Book Essay: What I Learned About Working with Trade Publications

15 Jun 2022 2:50 PM | Erika Pribanic-Smith (Administrator)


by Will Mari, Louisiana State University

I wish I could say that I know what I’m doing when it comes to working with sources in media history. But that’s not entirely true—I’m still learning hard lessons about how to engage with challenging materials.

Case in point: trade publications—including Editor & Publisher (recently digitized by Archive.org), the Society of Professional Journalists’ Quill, and the UK-based Press Gazette—are rich and complex, sharing the values and beliefs of the journalism trade over the past century, but also its flaws and foibles. I’ve used them (among other sources, including memoirs, textbooks, correspondence, and archival material) to write two books for Routledge and one for the University of Missouri Press.

They are problematic. Editor & Publisher, especially, represented the voices of owners (who were often publishers, as the name implies), as well as senior editors and other “newsroom bosses.” Rare is the presence of lower-level editors, women, and people of color until comparatively recently. As the comprehensive trade journal for the U.S. and arguably most of Canada, however, it is an important resource for any media historian, especially now that its contents are text-searchable from c. 1901 to 2015. What is important is thus not whether or not to use it, but how to use it. By itself, it tends to represent triumphant, majoritarian, anti-union, sometimes classist perspectives. And yet, it’s not quite that simple.

Throughout the 1950s, for example, Editor & Publisher carried out a long crusade against government secrecy during the early Cold War and contained some of the first trenchant critiques of the handling of Sen. Joseph McCarthy’s anti-communist obsessions. Later on, the magazine was also interested, often critically, in coverage of newsroom integration efforts and the adoption of computers and later the internet in newsrooms. It’d be lazy to dismiss it, though perhaps too easy to embrace its managerial advocacy. Instead, it’s a messy, contingent source—in other words, the kind of historical record that reflects the reality of its time.

This is true, too, of SPJ’s Quill, which retains a slightly scrappier, more rank-and-file orientation. Throughout the Great Depression, the publication was replete with how-to stories about how to leave journalism, and generally covered the unionization movement (led by the American Newspaper Guild) more fairly than Editor & Publisher. Many of its writers were college-educated, of course, but it was less worried about making powerful people happy and more interested in advocating for regular news workers.

While it has not been digitized (though it should be!), many public libraries, especially university libraries (such as the University of Oregon) contain complete, bound-volume runs. I would encourage my colleagues to incorporate it in their projects. An added bonus—the tables of contents are fairly comprehensive, meaning that it’s relatively easy to skim. And beginning in the mid-1990s, it is at least partially online for those with university library access.
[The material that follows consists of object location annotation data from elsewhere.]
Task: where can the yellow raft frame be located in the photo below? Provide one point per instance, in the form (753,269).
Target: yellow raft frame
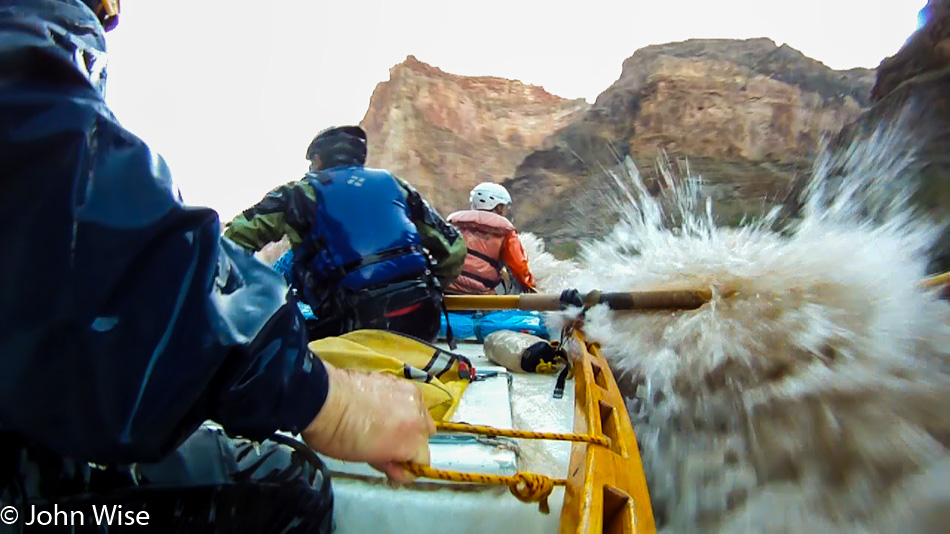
(606,487)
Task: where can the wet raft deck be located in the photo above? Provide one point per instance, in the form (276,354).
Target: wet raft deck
(365,503)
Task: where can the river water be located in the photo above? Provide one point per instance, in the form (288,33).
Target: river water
(813,400)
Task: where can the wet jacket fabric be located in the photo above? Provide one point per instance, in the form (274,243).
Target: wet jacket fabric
(492,243)
(126,320)
(362,226)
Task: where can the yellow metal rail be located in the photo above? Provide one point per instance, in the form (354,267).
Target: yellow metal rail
(606,487)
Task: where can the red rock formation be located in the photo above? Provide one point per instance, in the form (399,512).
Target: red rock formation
(445,133)
(746,114)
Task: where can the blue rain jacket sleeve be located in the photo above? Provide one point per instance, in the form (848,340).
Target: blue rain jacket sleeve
(125,318)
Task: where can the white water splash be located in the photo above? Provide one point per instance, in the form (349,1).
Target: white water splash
(814,399)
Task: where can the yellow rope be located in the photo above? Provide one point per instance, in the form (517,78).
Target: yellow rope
(527,487)
(524,434)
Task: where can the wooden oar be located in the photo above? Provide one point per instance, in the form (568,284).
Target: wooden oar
(677,299)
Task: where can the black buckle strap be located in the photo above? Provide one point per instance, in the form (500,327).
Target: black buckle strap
(484,281)
(370,259)
(485,258)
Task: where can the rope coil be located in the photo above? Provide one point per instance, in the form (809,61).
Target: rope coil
(526,487)
(523,434)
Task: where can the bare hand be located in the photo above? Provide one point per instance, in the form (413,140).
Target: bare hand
(374,418)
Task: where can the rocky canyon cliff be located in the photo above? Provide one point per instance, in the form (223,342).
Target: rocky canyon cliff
(747,115)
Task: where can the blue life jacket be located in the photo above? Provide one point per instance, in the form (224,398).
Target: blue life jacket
(363,236)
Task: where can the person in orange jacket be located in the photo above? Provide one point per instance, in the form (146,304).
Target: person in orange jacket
(492,243)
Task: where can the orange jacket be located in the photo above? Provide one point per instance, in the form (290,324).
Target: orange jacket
(492,243)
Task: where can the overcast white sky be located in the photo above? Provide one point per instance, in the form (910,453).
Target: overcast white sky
(232,91)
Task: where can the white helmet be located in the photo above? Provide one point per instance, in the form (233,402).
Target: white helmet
(486,195)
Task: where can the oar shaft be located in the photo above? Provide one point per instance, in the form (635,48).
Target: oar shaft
(638,300)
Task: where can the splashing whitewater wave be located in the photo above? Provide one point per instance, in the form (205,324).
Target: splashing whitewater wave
(815,399)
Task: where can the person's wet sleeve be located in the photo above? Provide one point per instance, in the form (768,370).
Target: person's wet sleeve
(127,319)
(287,210)
(514,256)
(442,239)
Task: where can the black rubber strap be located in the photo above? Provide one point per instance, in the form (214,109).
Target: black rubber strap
(485,258)
(484,281)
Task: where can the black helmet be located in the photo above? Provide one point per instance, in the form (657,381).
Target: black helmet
(106,10)
(339,146)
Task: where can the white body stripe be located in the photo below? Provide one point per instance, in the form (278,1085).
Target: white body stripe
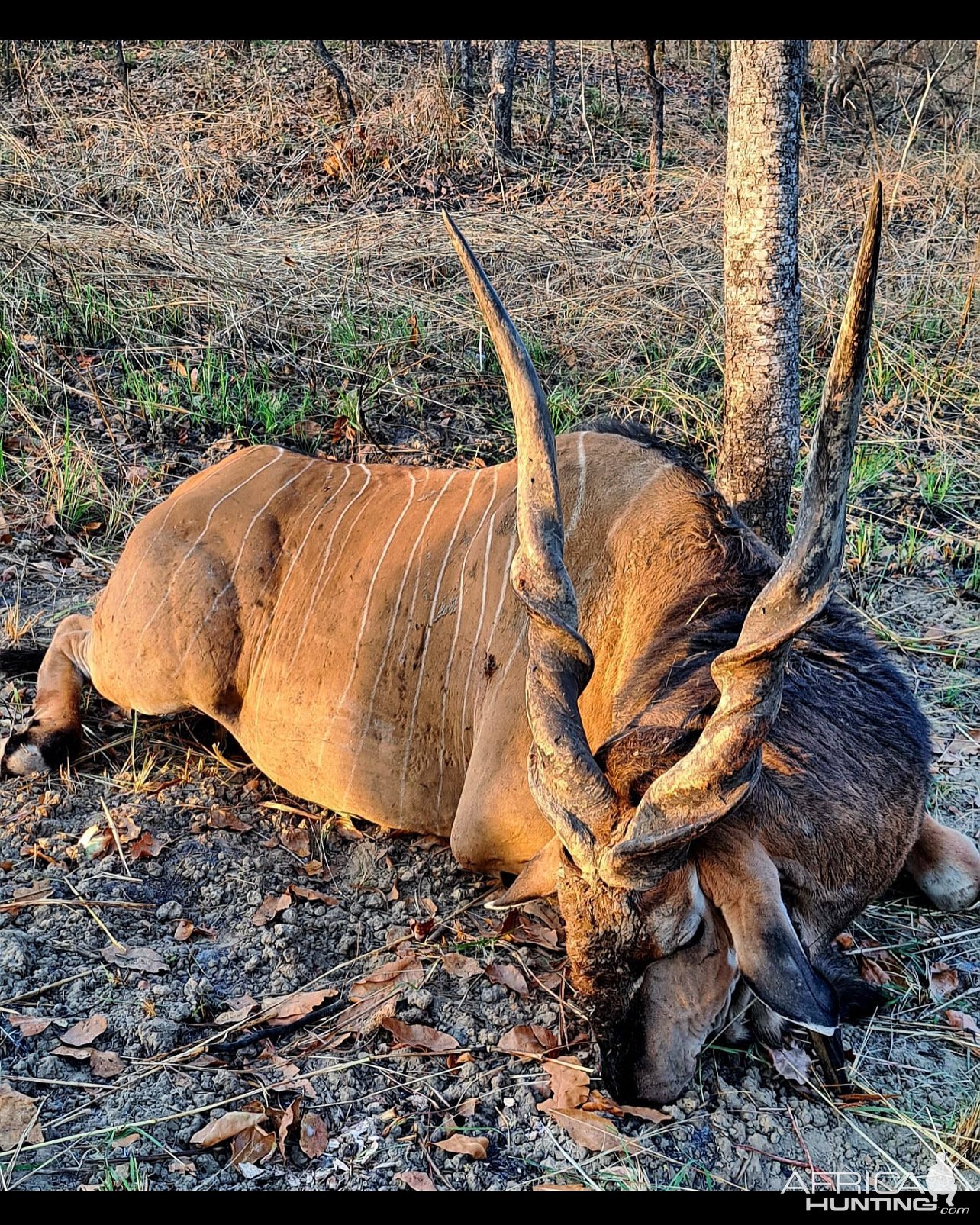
(230,582)
(201,536)
(427,640)
(451,656)
(372,589)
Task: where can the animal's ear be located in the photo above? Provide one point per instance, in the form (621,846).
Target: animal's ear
(741,880)
(538,878)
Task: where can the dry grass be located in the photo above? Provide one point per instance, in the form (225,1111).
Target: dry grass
(222,259)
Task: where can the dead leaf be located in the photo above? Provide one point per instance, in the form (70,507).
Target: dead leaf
(295,840)
(147,846)
(414,1180)
(74,1053)
(105,1065)
(223,818)
(85,1032)
(461,967)
(593,1132)
(251,1147)
(285,1123)
(95,843)
(403,972)
(791,1062)
(137,957)
(232,1123)
(285,1010)
(508,976)
(469,1146)
(239,1007)
(308,895)
(421,1038)
(963,1020)
(18,1120)
(943,982)
(27,896)
(272,905)
(313,1135)
(528,1042)
(30,1026)
(569,1082)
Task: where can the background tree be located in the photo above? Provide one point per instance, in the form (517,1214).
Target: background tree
(344,99)
(654,68)
(502,69)
(761,437)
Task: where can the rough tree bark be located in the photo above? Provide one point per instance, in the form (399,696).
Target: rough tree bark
(502,68)
(654,62)
(466,75)
(761,435)
(344,101)
(553,92)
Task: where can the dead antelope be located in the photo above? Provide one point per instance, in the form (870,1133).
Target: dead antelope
(439,651)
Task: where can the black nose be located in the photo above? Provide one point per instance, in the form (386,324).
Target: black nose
(617,1075)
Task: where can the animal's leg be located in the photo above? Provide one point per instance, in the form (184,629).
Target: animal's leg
(54,733)
(946,866)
Similarly, the UK Press Gazette, as well as the Columbia Journalism Review and the American Journalism Review, all have at least some online archives, especially from the 1990s and early 2000s onward, and often bound volumes can be found via interlibrary loan. I’d be happy to help you track down copies—please just reach out to me at my email address (members can find it in the AJHA directory).

No one source is perfect, again, but trade publications tend to showcase the then-current thinking or best practices in journalism at certain points in time, and they can act as important meso-level sources for analyzing particular moments in media or journalism history, checking other, more regional sources, and tracing, perhaps more broadly, big trends in the field over time.

I know from experience that they provide incomplete, or even clouded, pictures of journalism. However, for tracking the development of, for example, the use of radio cars in news coverage (something I talk about in my 2021 book), they are invaluable, and, in addition to stories, contain cartoons, photos, and illustrations. Editor & Publisher has been especially generous with allowing for re-publication of images in either books or articles—something that’s not always a guarantee.

So, in sum, I would encourage folks to use trade publications early and often in their research, almost regardless of topical focus—they are complicated but rewarding sources.

A former chair of the AEJMC History Division, Will Mari is an assistant professor of media history and media law at the Manship School of Mass Communication at Louisiana State University. His book The American Newsroom: A History, 1920-1960 (2021) was a runner-up for this year's AJHA Book of Year Award.

He also is the author of Newsrooms and the Disruption of the Internet: A Short History of Disruptive Technologies, 1990–2010 (2022) and A Short History of Disruptive Journalism Technologies (2019), covering the social-cultural history of the American newsroom during the interwar years and early Cold War.